09/09/2026
+++ Im Kreis Mettmann heulen die Sirenen +++
Am Donnerstag, 10. September, findet der nächste bundesweite Warntag statt. Ab 11 Uhr löst die Leitstelle des Kreises Mettmann die Sirenensignale zur Warnung der Bevölkerung und zur Entwarnung aus.
Nach mehrjährigen Arbeiten ist das Warnnetz im Kreis Mettmann in weiten Teilen auf neue Hochleistungssirenen umgestellt. 94 von geplanten 122 Anlagen sind installiert worden, in diesem Jahr soll das Projekt abgeschlossen sein. Im Zuge der Modernisierung wurden auch bestehende Lücken geschlossen, da Sirenensignale als maßgebliche Warnmöglichkeit angesehen werden.
In Wülfrath sind derzeit sechs Sirenenanlagen installiert und einsatzbereit. Weitere fünf Sirenen sind aktuell in der Umsetzung, werden aber am Warntag noch nicht auslösen können. Sofern Sie Rückmeldungen zur Wahrnehmung der Sirenen in Wülfrath geben möchten, schreiben Sie bitte eine E-Mail an [email protected]
Der Probealarm beginnt mit einem einminütigen Dauerton, der im Ernstfall „Entwarnung“ bedeutet. Danach folgt eine fünfminütige Pause. Anschließend ist ab 11.06 Uhr ein einminütiger auf- und abschwellender Heulton zu hören. Dabei handelt es sich um das eigentliche Warnsignal, welches bei einem echten Notfall auf eine Gefahrenlage hinweist. Nach einer weiteren fünfminütigen Pause schließt um 11.12 Uhr ein einminütiger Entwarnungsdauerton den Probealarm ab.

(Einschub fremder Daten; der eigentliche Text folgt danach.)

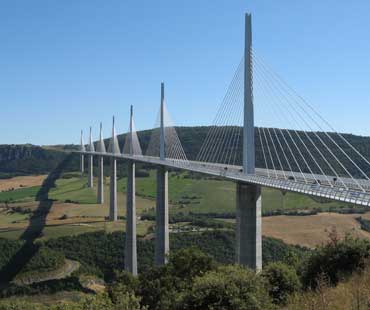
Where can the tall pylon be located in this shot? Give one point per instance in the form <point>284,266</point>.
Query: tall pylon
<point>113,148</point>
<point>162,233</point>
<point>130,240</point>
<point>248,196</point>
<point>82,156</point>
<point>100,148</point>
<point>91,148</point>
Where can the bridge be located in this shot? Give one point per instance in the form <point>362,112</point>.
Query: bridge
<point>312,160</point>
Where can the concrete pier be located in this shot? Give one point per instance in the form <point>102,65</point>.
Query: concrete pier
<point>82,164</point>
<point>82,156</point>
<point>101,180</point>
<point>113,190</point>
<point>248,226</point>
<point>91,148</point>
<point>162,245</point>
<point>130,241</point>
<point>101,149</point>
<point>90,180</point>
<point>248,197</point>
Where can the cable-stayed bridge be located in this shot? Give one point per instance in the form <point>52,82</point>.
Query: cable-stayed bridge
<point>309,158</point>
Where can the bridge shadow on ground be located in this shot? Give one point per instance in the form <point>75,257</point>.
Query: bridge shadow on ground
<point>35,227</point>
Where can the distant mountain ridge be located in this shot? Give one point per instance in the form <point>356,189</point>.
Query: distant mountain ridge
<point>30,159</point>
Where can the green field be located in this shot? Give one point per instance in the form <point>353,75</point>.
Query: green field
<point>185,195</point>
<point>73,189</point>
<point>20,195</point>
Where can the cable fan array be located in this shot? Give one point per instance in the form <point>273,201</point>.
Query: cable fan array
<point>132,140</point>
<point>310,150</point>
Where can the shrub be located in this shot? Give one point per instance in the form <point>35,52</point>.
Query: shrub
<point>229,287</point>
<point>281,281</point>
<point>335,260</point>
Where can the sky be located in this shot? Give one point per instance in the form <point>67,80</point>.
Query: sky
<point>67,65</point>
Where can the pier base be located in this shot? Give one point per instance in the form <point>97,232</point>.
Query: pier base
<point>162,234</point>
<point>113,190</point>
<point>130,241</point>
<point>248,226</point>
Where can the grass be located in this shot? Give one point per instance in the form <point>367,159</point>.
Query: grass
<point>83,214</point>
<point>73,189</point>
<point>215,196</point>
<point>18,195</point>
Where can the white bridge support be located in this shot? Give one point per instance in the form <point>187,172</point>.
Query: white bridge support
<point>248,200</point>
<point>82,163</point>
<point>162,245</point>
<point>101,180</point>
<point>90,180</point>
<point>113,190</point>
<point>130,240</point>
<point>114,149</point>
<point>82,156</point>
<point>101,149</point>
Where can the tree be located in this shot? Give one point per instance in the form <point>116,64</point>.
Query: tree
<point>228,287</point>
<point>335,260</point>
<point>281,281</point>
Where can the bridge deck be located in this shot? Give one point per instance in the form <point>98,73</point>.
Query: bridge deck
<point>342,189</point>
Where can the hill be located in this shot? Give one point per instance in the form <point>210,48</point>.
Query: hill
<point>29,159</point>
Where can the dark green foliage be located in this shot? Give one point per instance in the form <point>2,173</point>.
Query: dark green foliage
<point>45,259</point>
<point>159,287</point>
<point>335,260</point>
<point>30,159</point>
<point>281,280</point>
<point>365,224</point>
<point>46,287</point>
<point>8,248</point>
<point>140,173</point>
<point>229,287</point>
<point>101,253</point>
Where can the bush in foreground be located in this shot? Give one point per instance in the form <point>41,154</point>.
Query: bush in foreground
<point>228,287</point>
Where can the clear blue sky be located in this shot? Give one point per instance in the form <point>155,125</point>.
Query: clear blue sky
<point>66,65</point>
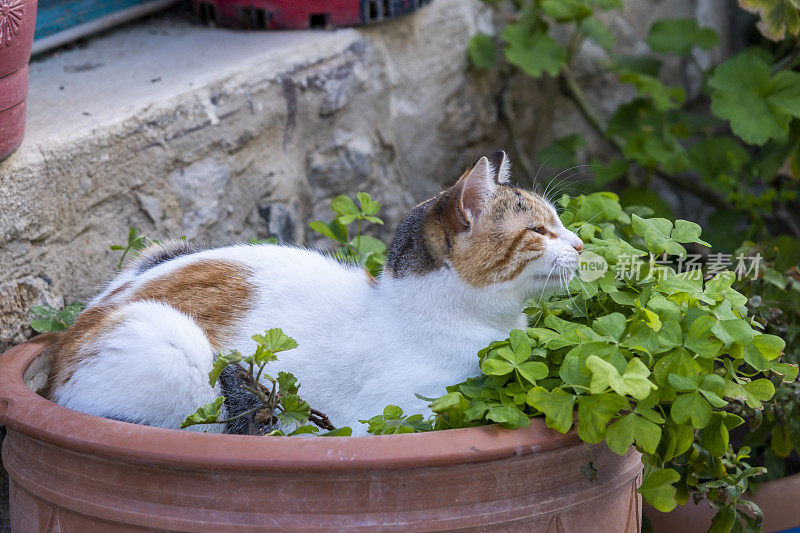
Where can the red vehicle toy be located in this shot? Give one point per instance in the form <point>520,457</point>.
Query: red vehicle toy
<point>301,14</point>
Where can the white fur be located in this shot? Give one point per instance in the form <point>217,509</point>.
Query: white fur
<point>360,347</point>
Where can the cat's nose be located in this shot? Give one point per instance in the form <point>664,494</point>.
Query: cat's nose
<point>576,242</point>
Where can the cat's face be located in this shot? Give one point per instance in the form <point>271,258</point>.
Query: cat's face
<point>490,233</point>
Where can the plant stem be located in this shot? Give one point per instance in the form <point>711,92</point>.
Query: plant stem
<point>237,417</point>
<point>507,113</point>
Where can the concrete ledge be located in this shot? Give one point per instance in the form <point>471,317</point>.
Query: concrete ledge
<point>223,135</point>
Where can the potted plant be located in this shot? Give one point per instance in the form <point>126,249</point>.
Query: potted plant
<point>17,21</point>
<point>772,433</point>
<point>720,140</point>
<point>76,472</point>
<point>643,355</point>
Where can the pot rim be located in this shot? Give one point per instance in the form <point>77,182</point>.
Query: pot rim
<point>24,411</point>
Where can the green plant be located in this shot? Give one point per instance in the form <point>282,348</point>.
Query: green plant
<point>773,292</point>
<point>646,355</point>
<point>278,405</point>
<point>740,156</point>
<point>52,319</point>
<point>362,249</point>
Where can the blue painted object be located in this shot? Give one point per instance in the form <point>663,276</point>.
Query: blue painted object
<point>58,15</point>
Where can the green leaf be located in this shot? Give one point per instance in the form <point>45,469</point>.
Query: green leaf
<point>595,411</point>
<point>509,417</point>
<point>221,363</point>
<point>612,325</point>
<point>494,366</point>
<point>758,106</point>
<point>207,414</point>
<point>392,411</point>
<point>770,346</point>
<point>761,389</point>
<point>778,17</point>
<point>334,231</point>
<point>304,430</point>
<point>677,362</point>
<point>448,402</point>
<point>622,433</point>
<point>686,232</point>
<point>739,330</point>
<point>566,10</point>
<point>521,344</point>
<point>788,371</point>
<point>691,406</point>
<point>679,35</point>
<point>344,206</point>
<point>338,432</point>
<point>533,371</point>
<point>287,383</point>
<point>275,340</point>
<point>556,405</point>
<point>723,521</point>
<point>534,52</point>
<point>656,233</point>
<point>700,339</point>
<point>714,437</point>
<point>657,489</point>
<point>634,381</point>
<point>294,410</point>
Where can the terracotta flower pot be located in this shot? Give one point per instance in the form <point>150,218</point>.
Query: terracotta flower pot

Die Bürgerinnen und Bürger sollen im Ernstfall bei einer Auslösung der Sirenen geschlossene Räume aufsuchen, Türen und Fenster geschlossen halten und das Radio einschalten. Bei akuten Gefahren werden über Hörfunk (Radio Neandertal und WDR 2) Informationen und Verhaltenshinweise gegeben. Der Kreis Mettmann kann das Programm von Radio Neandertal unterbrechen und selbst Informationen einsprechen, auch dies wird am Warntag getestet. Die Bürgerinnen und Bürger werden gebeten, die Notrufnummern 110 und 112 nur in Notfällen zu wählen.
Weitere Informationen zum Warntag und zu den Sirenensignalen gibt es im Internet unter www.warnung.nrw.